It looks like the July night sky isn’t done treating us to a cosmic lights show just yet. Apart from Comet Neowise dashing past Earth for almost the entire month, space watchers can also expect a meteor shower to grace us overhead from July 28 to 31.
The event, known as the Southern Delta Aquariids, is expected to reach its peak near midnight of July 29 or 30. According to the Philippine Atmospheric, Geophysical and Astronomical Services Administration (PAGASA), "The stream normally produces about 5-10 meteors per hour with overall activity of about 15 meteors per hour under good sky conditions.”

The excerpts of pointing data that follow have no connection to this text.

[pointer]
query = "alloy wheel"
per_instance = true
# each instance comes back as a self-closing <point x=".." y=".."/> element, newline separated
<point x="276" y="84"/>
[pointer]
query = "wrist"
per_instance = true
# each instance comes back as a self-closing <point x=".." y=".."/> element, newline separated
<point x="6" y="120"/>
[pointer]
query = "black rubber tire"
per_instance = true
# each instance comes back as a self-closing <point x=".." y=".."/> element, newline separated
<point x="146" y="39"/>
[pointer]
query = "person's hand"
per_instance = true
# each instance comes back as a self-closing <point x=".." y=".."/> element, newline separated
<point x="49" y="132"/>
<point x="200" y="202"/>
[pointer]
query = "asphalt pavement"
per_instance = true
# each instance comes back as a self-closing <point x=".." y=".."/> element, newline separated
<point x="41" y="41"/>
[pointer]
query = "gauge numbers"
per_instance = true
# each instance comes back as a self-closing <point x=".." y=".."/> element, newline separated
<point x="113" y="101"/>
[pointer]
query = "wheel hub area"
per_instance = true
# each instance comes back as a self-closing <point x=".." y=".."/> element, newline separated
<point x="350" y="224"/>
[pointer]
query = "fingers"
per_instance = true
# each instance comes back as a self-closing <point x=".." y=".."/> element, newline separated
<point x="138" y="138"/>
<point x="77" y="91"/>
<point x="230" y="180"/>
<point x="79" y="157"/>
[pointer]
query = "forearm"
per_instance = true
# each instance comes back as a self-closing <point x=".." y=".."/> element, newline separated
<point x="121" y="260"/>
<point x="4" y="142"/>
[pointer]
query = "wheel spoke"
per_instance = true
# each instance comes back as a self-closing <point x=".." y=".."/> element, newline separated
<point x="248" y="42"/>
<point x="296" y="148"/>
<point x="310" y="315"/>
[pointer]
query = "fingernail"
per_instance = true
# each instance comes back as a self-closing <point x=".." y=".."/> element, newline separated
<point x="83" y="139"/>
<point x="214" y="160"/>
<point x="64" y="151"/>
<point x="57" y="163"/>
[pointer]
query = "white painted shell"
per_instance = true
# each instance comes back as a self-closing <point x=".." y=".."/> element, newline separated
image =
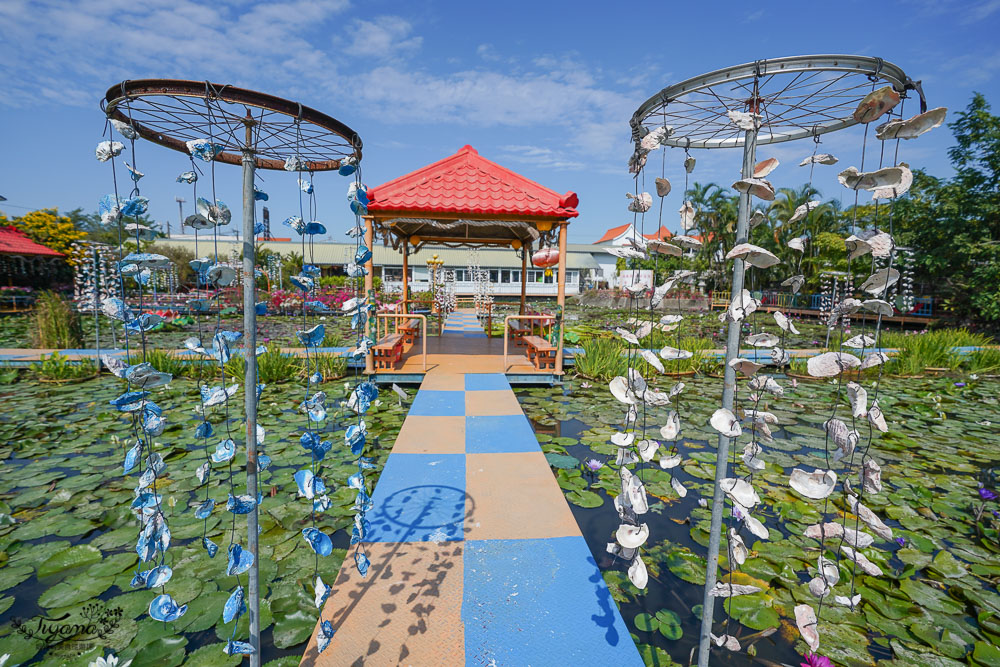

To best view the Aquariids, NASA recommends to settle at an area far from city or street lights before lying down flat on your back. Of course, we can’t exactly do that now considering we’re all cooped up in our homes. Our best bet is to stay up past midnight on the aforementioned dates and keep our fingers crossed for a clear sky. “Looking halfway between the horizon and the zenith, and 45 degrees from the constellation of Aquarius will improve your chances of viewing the Delta Aquariids,” NASA expounds.
Meteors originate from particles left by comets and broken asteroids, which the Earth passes through each year. The said debris trails collide with our atmosphere and disintegrate into a pepper of shooting stars gleaming in the night.